Purpose of Articles of Incorporation
- Defining the Company Policies: As a corporation has a lot of work it needs to accomplish, it needs structure and a framework to act within and achieve the work quickly and efficiently. Having an article of incorporation at its disposal helps it refer swiftly and develop its procedures to accomplish the tasks and function efficiently.
- Getting Approval from the State Authorities: Without the articles, the authorities won’t be able to assess the validity of the business that the corporation intends to undertake, and so they won’t be able to grant it a go-ahead for the company. No corporation can initiate and trade without having an article of incorporation because the corporation must come into existence.
- Legal Binding: The corporation is legally bound by the information in the articles, so if the corporation abuses its powers or acts not according to the articles, the state or any internal stakeholder can make the corporation adhere to them.
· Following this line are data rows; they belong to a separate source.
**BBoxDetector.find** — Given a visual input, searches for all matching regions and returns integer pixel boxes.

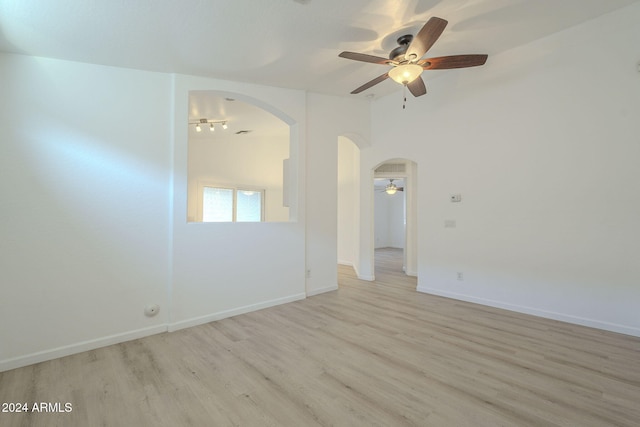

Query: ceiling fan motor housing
[389,34,413,61]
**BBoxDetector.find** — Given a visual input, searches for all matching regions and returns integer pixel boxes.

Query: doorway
[373,177,406,280]
[370,159,417,281]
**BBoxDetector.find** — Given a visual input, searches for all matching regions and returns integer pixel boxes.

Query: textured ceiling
[0,0,640,97]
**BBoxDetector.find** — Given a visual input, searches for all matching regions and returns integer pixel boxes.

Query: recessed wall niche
[187,91,291,222]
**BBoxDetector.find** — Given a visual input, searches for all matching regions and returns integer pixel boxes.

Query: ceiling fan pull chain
[402,85,407,110]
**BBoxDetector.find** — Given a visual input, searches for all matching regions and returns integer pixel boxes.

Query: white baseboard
[0,324,167,372]
[416,286,640,337]
[307,284,338,297]
[169,293,306,332]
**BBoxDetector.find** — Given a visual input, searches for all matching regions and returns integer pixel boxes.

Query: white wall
[305,93,370,295]
[0,54,172,370]
[361,4,640,335]
[0,54,314,371]
[337,136,360,266]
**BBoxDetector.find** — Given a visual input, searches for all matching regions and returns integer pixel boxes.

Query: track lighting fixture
[189,119,229,132]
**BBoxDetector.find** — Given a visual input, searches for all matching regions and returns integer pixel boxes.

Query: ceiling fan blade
[407,76,427,96]
[338,52,396,65]
[351,73,389,95]
[418,55,488,70]
[404,16,448,61]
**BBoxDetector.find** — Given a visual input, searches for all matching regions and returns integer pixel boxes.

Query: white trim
[307,284,338,297]
[416,286,640,337]
[168,293,306,332]
[0,324,167,372]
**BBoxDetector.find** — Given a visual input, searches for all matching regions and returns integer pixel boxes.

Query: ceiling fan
[338,16,487,96]
[380,179,404,195]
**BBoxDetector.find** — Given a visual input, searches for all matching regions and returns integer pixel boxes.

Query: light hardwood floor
[0,252,640,427]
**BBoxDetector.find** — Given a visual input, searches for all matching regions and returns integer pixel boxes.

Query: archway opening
[187,90,292,222]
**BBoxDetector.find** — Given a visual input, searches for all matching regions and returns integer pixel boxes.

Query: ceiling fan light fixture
[389,64,423,85]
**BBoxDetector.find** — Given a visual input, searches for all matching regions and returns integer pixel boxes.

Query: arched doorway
[369,159,417,284]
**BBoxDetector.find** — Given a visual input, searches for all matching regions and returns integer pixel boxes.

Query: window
[202,186,264,222]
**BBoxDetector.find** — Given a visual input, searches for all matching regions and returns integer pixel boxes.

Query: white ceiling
[0,0,640,97]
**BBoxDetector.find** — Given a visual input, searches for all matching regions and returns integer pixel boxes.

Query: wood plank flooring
[0,249,640,427]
- Accountability & Responsibility: The information related to the registered agent helps the authorities find a corporation representative to take necessary actions on its behalf.
Information Necessary in Articles of Incorporation
Although the format of the Articles may vary from state to state, certain pieces of information are found in almost every format. Referring to the Articles of EFPEE Corporation filed in the State of Illinois on June 29, 1971, some of the items that form part of the articles are as follows:
- Name of the corporation
- Address of registered office
- Duration of the corporations: At times, some corporations may exist for only a limited period, and so much time frame should be mentioned; however, if a corporation is operating as a going concern, then it may write ‘perpetual’ in this field
- The purpose for which the corporation has come into existence: For example, if the organization wants to operate in the Real estate sector, it may mention what kinds of activities it will perform, such as buying, leasing, developing, building real estate, and so on. Most corporations keep this field as broad as possible so that in the future, they can easily do so without amending the articles if they sh to expand within the given domain.
- Authorized capital information
- Information on the board of directors
- Information about the registered agent of the company
- Any specific bylaws of the company: Such bylaws may include information on the process of voting in board meetings or the process of the retirement of the directors, and so on
This is not an exhaustive list of data to be presented in the articles, but these give the drift of the possible contents in the Articles of incorporation.
The Requirement of Articles of Incorporation
- Filing and Fee Payment: At the time of filing the articles of incorporation, the state authorities provide forms that are required to be filed along with the articles to give an overview of the articles and for other state-specific reasons. The corporation must pay the fee per the state authority’s guidelines at this stage. The amount of such fee varies from one state to another. Until and unless such payment is not paid, the incorporation process is not complete.
- Within the state laws: Even if the articles pertain to the internal matters of the corporation, these policies can’t be beyond the rules and regulations of the state where it wishes to operate; such abidance is mandatory.
Articles of Incorporation vs Articles of Organization
Even though the content of both the documents is very similar, there are still some differences between the two which are explained as follows:
- Nature of Business: The articles of incorporation deal with the corporation form of business, while the articles of an organization deal with the limited liability company form of a business.
- Several Registered Agents: The articles of incorporation require the information of 3 registered agents, while the articles of the organization require the knowledge of only one registered agent.
Conclusion
We can now conclude that the Articles of incorporation are the documents that a new corporation requires to come into existence, and it is at times also known as the certificate of incorporation. It specifies specific details about the corporation as per the state’s guidelines in which it wishes to operate. The corporation is legally bound by the information mentioned in these documents.
These can also be filed at the federal level if the corporation wishes to operate in different states. Apart from the US & Canada, it is a classic piece of document in many countries or business structures, even if it is called by a different terminology such as ‘Articles of association’ or ‘Articles of organization’ in the case of an LLC, but such documents may vary slightly from state to state or from one business structure to another.